Over the winter all of my rabbits were in large dog crates.  I had only 1 hutch.  Not the best of places for my rabbits but they were cleaned regularly.  A month or 2 ago, my big 8 stall hutch was built.  Now everyone has their own 2x3 ft space.  In the coming weeks the second story will be added. 4 more 2x3 ft stalls and 2 4x3 ft grow out pens.

This is all new for me.  I researched rabbit keeping for several months before I took the plunge.  Other than that its all been learning through trial and error.


----------



## stonygarden (Apr 20, 2014)

Over the last 2 days I've bred 4 does.  Crossing fingers it goes well.

Broody hen is still broody.  I was told I'll be getting another chicken coop for my birthday from my parents and the SO bought me an early birthday present . . . an incubator!!  I'm still trying to figure it out and get the temperature and humidity right.  I have 20 eggs I've collected for 2 days that I hope to put them in the bator tomorrow afternoon.


----------



## luvmypets (Apr 20, 2014)

Have you ever made a hen go broody. All you need is a clutch of eggs, a secluded box, and a silkie 2nd time and duck eggs are developing so perfectly at week 1. Cant wait when did she start. Also to check a broody wear a glove and reach under her. Determine how many eggs and i recommend candling. I just luv broodies


----------



## Hens and Roos (Apr 20, 2014)

I think it is trail and error for all of us when we start out.  Sounds like you have a good set up going, it would be cool to see a picture of it sometime   We are waiting for 2 more crates.

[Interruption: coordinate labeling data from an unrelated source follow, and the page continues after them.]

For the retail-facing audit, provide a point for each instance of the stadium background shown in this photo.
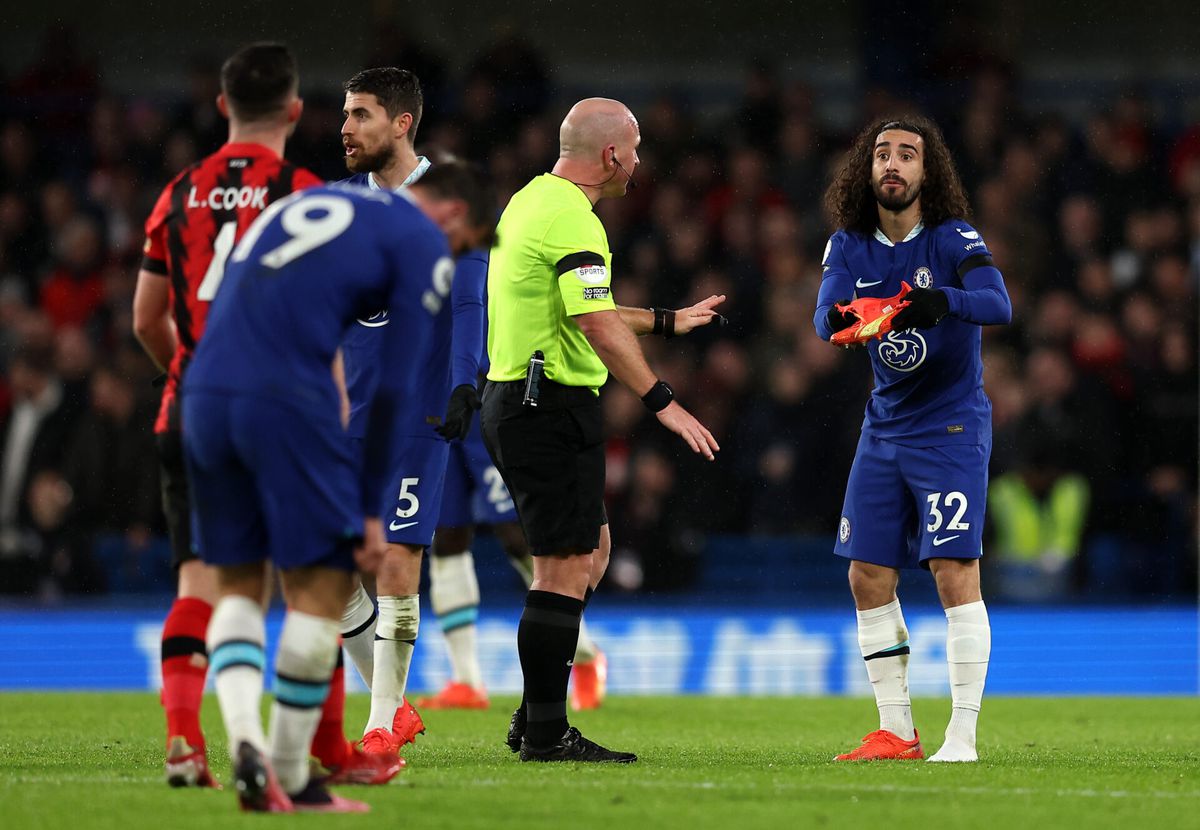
(1077, 128)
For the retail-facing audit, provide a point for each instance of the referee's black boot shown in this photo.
(574, 746)
(516, 729)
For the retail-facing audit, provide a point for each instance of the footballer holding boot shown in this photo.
(918, 486)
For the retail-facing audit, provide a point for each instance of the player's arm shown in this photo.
(617, 347)
(466, 342)
(983, 298)
(417, 257)
(837, 286)
(343, 396)
(153, 323)
(670, 323)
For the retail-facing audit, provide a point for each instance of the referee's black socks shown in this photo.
(546, 638)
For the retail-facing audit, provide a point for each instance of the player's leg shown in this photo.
(951, 486)
(454, 588)
(304, 667)
(454, 594)
(883, 643)
(411, 516)
(307, 487)
(184, 654)
(589, 674)
(552, 463)
(874, 534)
(358, 631)
(967, 651)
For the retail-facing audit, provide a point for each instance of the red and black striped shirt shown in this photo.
(198, 218)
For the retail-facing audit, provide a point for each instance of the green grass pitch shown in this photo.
(94, 761)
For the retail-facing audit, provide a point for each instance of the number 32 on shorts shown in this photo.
(955, 501)
(408, 503)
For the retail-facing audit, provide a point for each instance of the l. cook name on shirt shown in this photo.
(228, 198)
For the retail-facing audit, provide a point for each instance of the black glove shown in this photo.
(839, 320)
(463, 403)
(925, 310)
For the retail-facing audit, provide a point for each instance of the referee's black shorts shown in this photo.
(551, 458)
(175, 504)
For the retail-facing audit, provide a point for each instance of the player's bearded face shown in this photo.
(367, 158)
(898, 169)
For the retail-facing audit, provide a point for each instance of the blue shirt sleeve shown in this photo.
(469, 316)
(837, 284)
(983, 298)
(423, 277)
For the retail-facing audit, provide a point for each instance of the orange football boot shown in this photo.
(589, 683)
(379, 741)
(883, 745)
(406, 725)
(366, 768)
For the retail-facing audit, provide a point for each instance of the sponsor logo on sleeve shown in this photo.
(592, 275)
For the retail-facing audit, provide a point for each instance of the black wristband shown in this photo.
(659, 397)
(660, 316)
(664, 322)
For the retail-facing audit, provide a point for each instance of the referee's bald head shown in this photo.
(594, 124)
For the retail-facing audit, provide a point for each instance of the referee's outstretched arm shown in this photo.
(617, 347)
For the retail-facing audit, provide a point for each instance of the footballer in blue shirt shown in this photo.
(273, 475)
(918, 486)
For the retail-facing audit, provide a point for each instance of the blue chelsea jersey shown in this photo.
(928, 382)
(307, 268)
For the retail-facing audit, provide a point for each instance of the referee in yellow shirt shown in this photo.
(553, 335)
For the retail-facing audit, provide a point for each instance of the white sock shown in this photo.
(883, 642)
(454, 593)
(585, 648)
(235, 642)
(303, 668)
(358, 632)
(967, 650)
(525, 567)
(400, 617)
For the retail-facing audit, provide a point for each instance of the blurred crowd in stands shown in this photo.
(1095, 223)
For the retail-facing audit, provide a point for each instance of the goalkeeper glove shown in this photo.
(838, 319)
(461, 408)
(925, 310)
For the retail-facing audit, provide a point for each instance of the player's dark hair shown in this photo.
(259, 79)
(396, 90)
(851, 199)
(466, 181)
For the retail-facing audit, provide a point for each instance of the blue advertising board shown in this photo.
(687, 650)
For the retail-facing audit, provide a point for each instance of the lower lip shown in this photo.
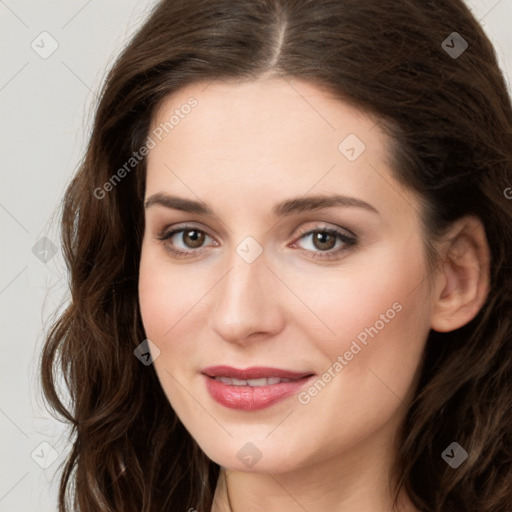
(252, 398)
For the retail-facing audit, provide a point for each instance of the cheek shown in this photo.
(377, 316)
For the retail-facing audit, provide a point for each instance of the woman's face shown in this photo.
(310, 261)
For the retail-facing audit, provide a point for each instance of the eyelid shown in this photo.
(348, 238)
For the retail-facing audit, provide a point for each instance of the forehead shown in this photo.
(269, 137)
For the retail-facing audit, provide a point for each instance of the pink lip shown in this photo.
(251, 398)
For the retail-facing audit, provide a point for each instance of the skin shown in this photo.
(244, 148)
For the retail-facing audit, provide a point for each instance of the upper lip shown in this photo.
(254, 372)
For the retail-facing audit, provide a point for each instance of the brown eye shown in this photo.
(193, 238)
(324, 240)
(187, 240)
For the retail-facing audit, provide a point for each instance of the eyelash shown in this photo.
(348, 241)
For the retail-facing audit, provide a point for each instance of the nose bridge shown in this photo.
(243, 302)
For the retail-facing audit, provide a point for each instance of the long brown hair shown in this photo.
(450, 119)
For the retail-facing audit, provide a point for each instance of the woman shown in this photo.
(289, 252)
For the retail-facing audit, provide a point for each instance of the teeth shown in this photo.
(252, 382)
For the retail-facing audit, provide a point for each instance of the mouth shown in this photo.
(252, 388)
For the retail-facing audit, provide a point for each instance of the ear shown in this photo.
(462, 282)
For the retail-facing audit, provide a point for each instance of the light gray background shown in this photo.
(45, 119)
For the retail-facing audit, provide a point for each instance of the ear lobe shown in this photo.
(463, 279)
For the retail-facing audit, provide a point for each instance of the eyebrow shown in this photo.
(283, 209)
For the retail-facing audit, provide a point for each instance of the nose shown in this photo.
(245, 304)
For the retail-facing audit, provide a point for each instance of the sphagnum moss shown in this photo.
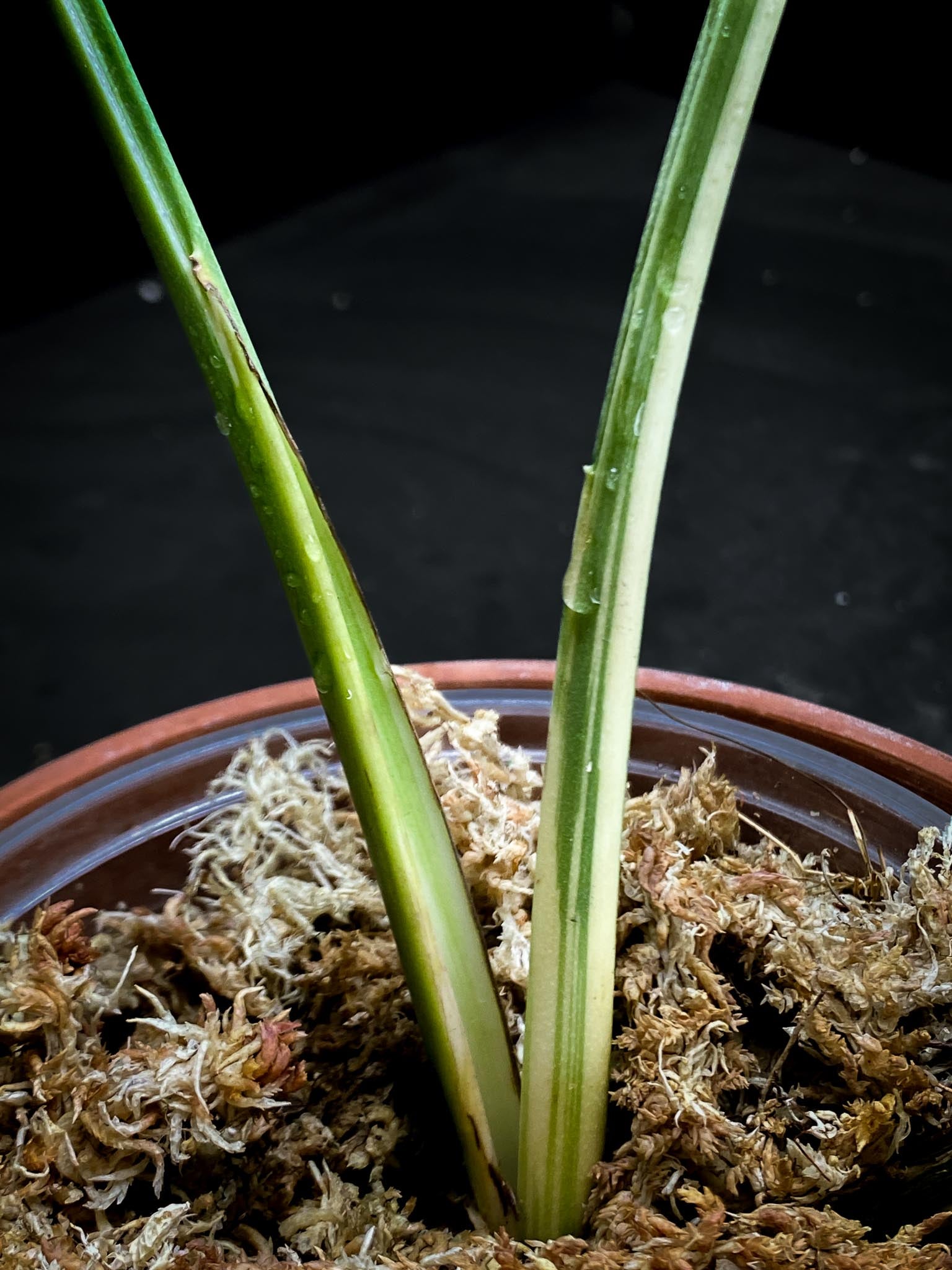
(229, 1082)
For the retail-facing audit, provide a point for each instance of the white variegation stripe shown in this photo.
(571, 973)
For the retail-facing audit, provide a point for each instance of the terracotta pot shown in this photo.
(95, 822)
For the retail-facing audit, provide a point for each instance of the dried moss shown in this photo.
(238, 1080)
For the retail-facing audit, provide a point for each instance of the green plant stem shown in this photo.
(571, 970)
(416, 865)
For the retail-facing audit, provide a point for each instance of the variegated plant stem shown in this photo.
(428, 904)
(571, 972)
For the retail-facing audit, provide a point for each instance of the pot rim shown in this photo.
(919, 768)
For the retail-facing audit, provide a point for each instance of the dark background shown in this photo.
(430, 219)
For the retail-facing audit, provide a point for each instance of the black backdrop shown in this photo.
(273, 110)
(428, 218)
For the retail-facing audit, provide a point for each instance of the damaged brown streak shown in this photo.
(782, 1043)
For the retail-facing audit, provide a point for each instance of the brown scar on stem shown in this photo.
(507, 1197)
(205, 281)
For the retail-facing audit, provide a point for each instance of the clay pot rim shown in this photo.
(918, 768)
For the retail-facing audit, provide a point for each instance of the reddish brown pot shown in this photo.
(95, 819)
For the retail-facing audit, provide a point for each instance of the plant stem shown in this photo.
(431, 912)
(571, 970)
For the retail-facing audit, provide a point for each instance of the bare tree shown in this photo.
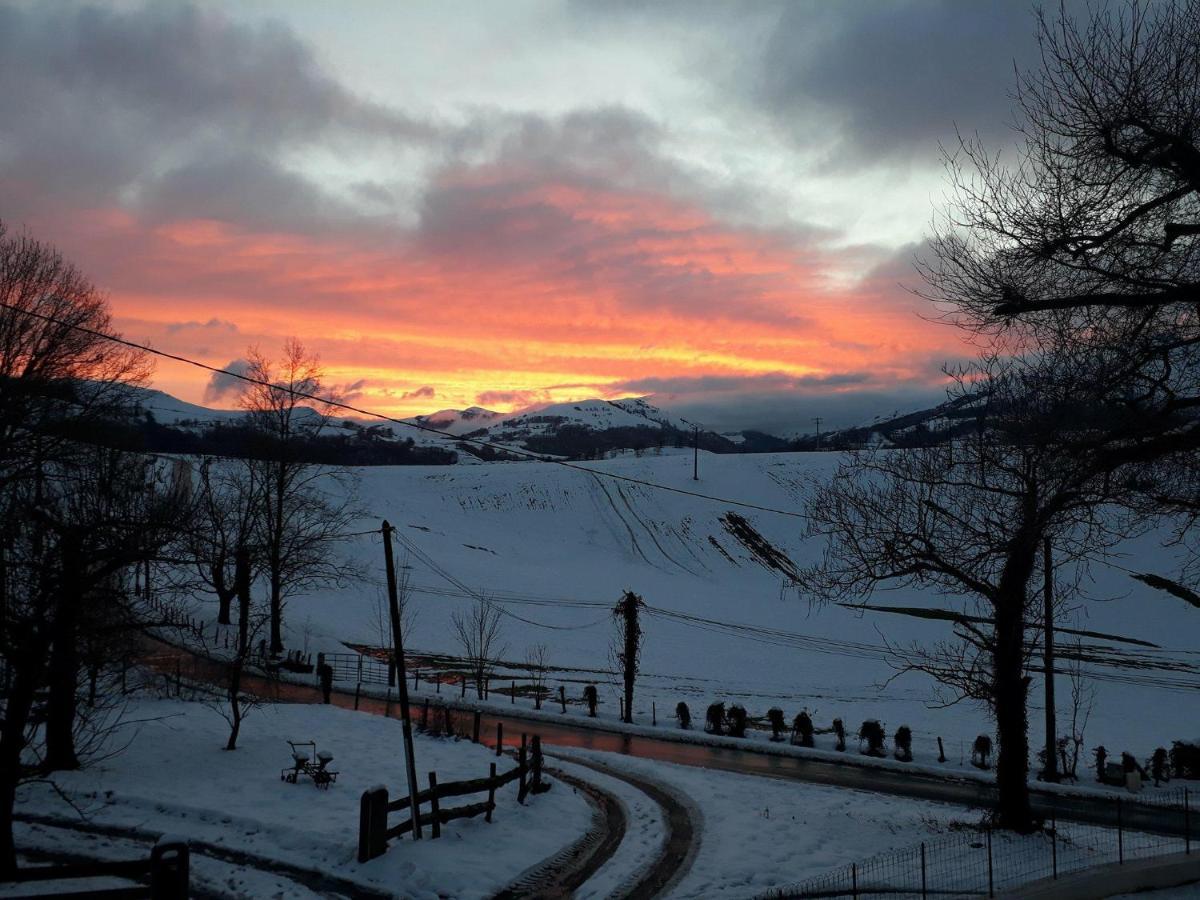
(1091, 235)
(967, 519)
(537, 658)
(305, 508)
(228, 499)
(479, 636)
(627, 645)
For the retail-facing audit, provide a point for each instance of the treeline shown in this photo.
(348, 445)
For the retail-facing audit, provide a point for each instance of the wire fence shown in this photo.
(987, 863)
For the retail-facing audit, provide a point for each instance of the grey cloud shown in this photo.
(223, 387)
(714, 384)
(101, 102)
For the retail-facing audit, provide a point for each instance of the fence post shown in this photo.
(169, 862)
(1187, 823)
(435, 808)
(491, 792)
(1054, 846)
(522, 787)
(1120, 835)
(991, 880)
(372, 823)
(537, 763)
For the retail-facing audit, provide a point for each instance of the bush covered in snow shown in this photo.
(802, 729)
(683, 714)
(871, 735)
(714, 719)
(591, 699)
(736, 721)
(775, 717)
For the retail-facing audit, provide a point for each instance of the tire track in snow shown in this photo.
(633, 538)
(569, 869)
(649, 531)
(678, 850)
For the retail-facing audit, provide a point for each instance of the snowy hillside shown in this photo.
(556, 547)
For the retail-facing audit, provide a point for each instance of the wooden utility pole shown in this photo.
(402, 682)
(1050, 773)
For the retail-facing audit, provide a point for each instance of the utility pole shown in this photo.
(1051, 768)
(399, 649)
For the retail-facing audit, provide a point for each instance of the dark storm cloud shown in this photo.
(227, 387)
(100, 103)
(858, 82)
(791, 413)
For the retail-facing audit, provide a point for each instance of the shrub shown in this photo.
(714, 719)
(1159, 767)
(1186, 760)
(839, 731)
(871, 733)
(981, 753)
(683, 714)
(736, 721)
(903, 741)
(802, 729)
(775, 717)
(591, 699)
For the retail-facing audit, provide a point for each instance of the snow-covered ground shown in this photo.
(757, 833)
(557, 546)
(174, 777)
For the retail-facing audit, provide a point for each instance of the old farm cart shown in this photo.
(373, 828)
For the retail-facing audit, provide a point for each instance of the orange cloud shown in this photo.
(507, 289)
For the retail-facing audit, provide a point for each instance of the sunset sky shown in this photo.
(511, 203)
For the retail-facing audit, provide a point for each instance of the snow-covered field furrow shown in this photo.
(533, 534)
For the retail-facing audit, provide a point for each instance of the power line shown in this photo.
(371, 413)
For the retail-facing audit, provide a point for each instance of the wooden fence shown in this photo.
(166, 869)
(375, 808)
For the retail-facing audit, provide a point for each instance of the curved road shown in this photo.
(921, 785)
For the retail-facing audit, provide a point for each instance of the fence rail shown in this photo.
(373, 810)
(987, 863)
(167, 869)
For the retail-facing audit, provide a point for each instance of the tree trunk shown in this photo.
(64, 664)
(1011, 689)
(234, 705)
(12, 743)
(225, 594)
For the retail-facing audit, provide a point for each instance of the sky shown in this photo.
(514, 203)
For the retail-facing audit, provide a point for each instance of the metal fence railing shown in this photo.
(985, 863)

We have a younger buck that we are correctly using and so far 1 litter and 2 more does hopefully to kindle about April 30th.  We are hoping to make him our main buck and cull out the extra ones(we don't like their performance)


----------



## stonygarden (Apr 22, 2014)

These are my harlequin bucks







My broody hen. I think there's a second broody hen too!!


----------



## stonygarden (Apr 22, 2014)

Baby buns from my brown doe







My rabbitry set up.  Large, 8 stall hutch and single hutch with the brown doe and babies.  Entire set up is fenced and I have a small pallet shed that will fit 4 bales of straw or hay.


----------



## stonygarden (Apr 22, 2014)

Baby buns from my brown doe







My rabbitry set up.  Large, 8 stall hutch and single hutch with the brown doe and babies.  Entire set up is fenced and I have a small pallet shed that will fit 4 bales of straw or hay.


----------



## luvmypets (Apr 22, 2014)

Cute


----------



## Hens and Roos (Apr 22, 2014)

very nice!


----------



## stonygarden (Apr 25, 2014)

Thanks ya'll. 

Got my broody hen coop set up.  I have 2 broody hens in there.  Hopefully I'll have chicks next week.




A disappointing find today.  Another dead kit.  It was 6 weeks old.  It looks like mom rabbit might have stepped on it's head.  The skull was squished.  So I'm down to 3 kits.


----------



## Hens and Roos (Apr 25, 2014)

sorry to hear about the kit- 

Good luck with the hatching


----------



## stonygarden (May 7, 2014)

My broody hen is eating the eggs.  I had 15 and now I'm down to 9.  The remaining 9 are in the incubator.  I had a surprise chick hatch last night. A little black australorp.  Waiting anxiously for the rest to hatch.


----------



## stonygarden (May 11, 2014)

Looks like today is hatching day!  Yesterday 2 hatched.  Today, 8 more have hatched so far.  I had a total of 29 eggs.  Hoping to get the second layer of the rabbit hutch done today too.

Happy Mother's Day everyone!!


----------



## Hens and Roos (May 11, 2014)

That's Great, glad to hear that you have chicks hatching!


----------



## stonygarden (May 31, 2014)

Sold 13 of my 17 chicks . . . 12 more chicks have hatched and I have 23 baby bunnies!!


----------



## Hens and Roos (May 31, 2014)

Wow!  That's a good number of bunnies


----------



## stonygarden (Jun 21, 2014)

Chicks are growing up from the second batch.  They are about 6 weeks old.





Bunnies are growing up too.  I have 20 5 week old kits from 3 litters and a new litter of 11 that was born on 6/19.
15 of the 5 week olds will be processed next weekend so the meat will go with a puppy who is leaving for show training.  The trainer feeds only raw so we are contributing to her feed.


----------



## stonygarden (Nov 9, 2014)

Its been a while since my last update.  Lots of changes around here.  Of all of the chicks I hatched over the summer I have 4 left.  3 roosters and 1 hen.  The roosters will end up in the freezer before too long and the hen will be integrated in big flock.  These 4 have been free ranging.  At first they were in my fenced rabbittry until they got too big and were able to fly over the fence.  Now they free range where ever they want.

Managed to sell one of the harlequin bucks.  The other one and the brown doe ended up in the freezer along with one of the older Californian does (#5 I think).  I acquired 3 New Zealand White rabbits, 2 does and 1 buck.  I traded chickens for them.  They are now 9 months old.

I am so disappointed with my rabbits.  They will not breed.  I have double and triple checked sexes, I have checked for a split penis in my buck and I check for darker colored vulvas in my does before I put them with my buck.  I've added apple cider vinegar with the mother to their water.  No one is over- or under-weight.  I haven't had a litter since the last time I updated here.  I'm ready to give up on them.


----------